If I'd done a better job of anticipating criticisms I would have addressed Drezner's first point ahead of time. Of course I agree that protests against labor and environmental practices often go hand-in-hand, but that's because protestors often see both of those issues as symptoms of a bigger disease: globalization forces developing countries into a race-to-the-bottom that erodes labor and environmental standards (and erodes cultural diversity and norms of reciprocity, etc.).
(An aside: those sorts of protests have generally be focused at the WTO and G-8/20. The IMF doesn't have anything to do with environmental politics, and the proximate cause for this discussion is an IMF protest.)
However the focus of environmental activists in the recent past has not primarily been about how globalization leads to race-to-the-bottom dynamics in the developing world; instead, it's been about how to convince national governments and their citizens in the developed world to agree to reduce carbon consumption. The WTO doesn't have much to do with this, although it eventually could if nations start slapping carbon tariffs on each other. But a prerequisite to that is getting national governments to agree to meaningful cap-and-trade regimes or carbon taxes, so activism has shifted to the national level for the time being.
As to my "empirics"... I don't have any. It was just a casual observation, and I didn't mean to imply that there was a strict shift in protest activity from "Tons" to "None" around the turn of the millennium. Merely that anti-globalization protests have tapered off over the past decade as the institutions associated with globalization have been less active. I still think that correlation holds pretty well, and it's even pretty consistent with what Drezner says. I think he's completely wrong about his Business Cycle Theory of Economic Protests, however:
During boom times, antiglobalizers score political points by stoking fears of cultural debasement and environmental degradation. During leaner years, naked self-interest becomes the salient concern: in the current economic climate, American opponents of globalization talk less about its effect on the developing world and more about the offshore outsourcing of jobs.
First of all, there's nothing in that that suggests that overall protests against globalization should decline during lean years, only that the anti-globalizationists should be complaining about slightly different things. In fact, we've seen an uptick in protest activity in the U.S. since the financial crisis, as we should probably expect. It's just that they're not complaining about globalization because the IMF/WB/WTO are not perceived to have had much to do with the current crisis. Instead, focus has shifted to other issues like deficits, health care, and corporate welfare.

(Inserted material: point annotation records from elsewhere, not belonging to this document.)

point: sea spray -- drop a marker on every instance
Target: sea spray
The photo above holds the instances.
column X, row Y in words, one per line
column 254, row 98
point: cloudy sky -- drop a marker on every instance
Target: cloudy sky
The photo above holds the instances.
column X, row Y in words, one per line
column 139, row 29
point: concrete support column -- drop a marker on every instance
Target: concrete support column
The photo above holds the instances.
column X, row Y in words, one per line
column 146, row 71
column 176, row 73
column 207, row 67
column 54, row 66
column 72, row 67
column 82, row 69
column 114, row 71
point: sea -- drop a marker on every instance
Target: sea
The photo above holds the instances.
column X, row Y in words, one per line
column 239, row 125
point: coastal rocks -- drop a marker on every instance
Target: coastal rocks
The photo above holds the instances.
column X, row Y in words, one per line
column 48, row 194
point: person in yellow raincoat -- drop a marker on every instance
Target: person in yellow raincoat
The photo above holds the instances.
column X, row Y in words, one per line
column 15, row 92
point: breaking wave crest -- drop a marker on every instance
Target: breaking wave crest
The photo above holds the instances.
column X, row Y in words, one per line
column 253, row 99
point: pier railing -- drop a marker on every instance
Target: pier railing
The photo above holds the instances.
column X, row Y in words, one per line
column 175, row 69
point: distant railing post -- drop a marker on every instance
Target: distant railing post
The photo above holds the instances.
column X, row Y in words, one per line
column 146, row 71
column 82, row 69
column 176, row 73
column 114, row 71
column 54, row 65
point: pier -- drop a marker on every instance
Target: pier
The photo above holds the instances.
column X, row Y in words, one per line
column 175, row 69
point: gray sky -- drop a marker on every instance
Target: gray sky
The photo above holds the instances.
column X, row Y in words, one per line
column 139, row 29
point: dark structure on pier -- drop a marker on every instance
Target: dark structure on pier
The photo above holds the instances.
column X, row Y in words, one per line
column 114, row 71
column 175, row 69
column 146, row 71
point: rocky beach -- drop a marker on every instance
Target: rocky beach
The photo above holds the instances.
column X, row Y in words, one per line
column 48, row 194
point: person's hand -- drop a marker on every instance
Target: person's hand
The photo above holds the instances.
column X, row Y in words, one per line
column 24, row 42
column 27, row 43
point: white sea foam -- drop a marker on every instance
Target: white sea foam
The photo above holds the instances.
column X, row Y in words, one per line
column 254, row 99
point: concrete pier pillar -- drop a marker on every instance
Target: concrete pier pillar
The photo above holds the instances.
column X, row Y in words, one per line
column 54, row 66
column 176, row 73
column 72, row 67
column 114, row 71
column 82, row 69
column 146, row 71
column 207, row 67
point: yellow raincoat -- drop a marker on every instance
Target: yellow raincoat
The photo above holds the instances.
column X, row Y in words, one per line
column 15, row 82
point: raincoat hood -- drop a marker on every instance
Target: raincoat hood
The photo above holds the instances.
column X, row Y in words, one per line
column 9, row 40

Simon Lester agrees with my earlier point that there are fewer globalization protestors because there is less to protest about: the WTO, IMF, and WB have been much less active in recent years than they were in the 1990s. He also suggests that some protestors may have switched from anti-globalization to anti-war, and Stephanie Carvin pops up in comments here to say something similar. This makes a lot of sense to me (although those protests have also mostly dried up too, in the States at least; Carvin suggests they are alive and well in Europe).
It also backs up what was my original point: protestors have one-track minds. If they're focused on the war in Iraq then they aren't focused on labor rights in Latin America. If they're focused on getting the U.S. government to institute a cap-and-trade regime then they pay less attention to the World Bank subsidizing undemocratic governments. And if the IMF hasn't done anything onerous in a decade, then there just isn't much to protest.
I don't think this is permanent. I think protest activity changes with events. If we end up getting a wave of sovereign debt crises, and the IMF imposes austerity as a condition of loans, then we'll likely see IMF protests pick back up. If Doha ever moves towards completion without environmental protections built in, then we'll likely see more anti-WTO protests. But right now those issues just aren't very pressing, so protestors have moved to other things.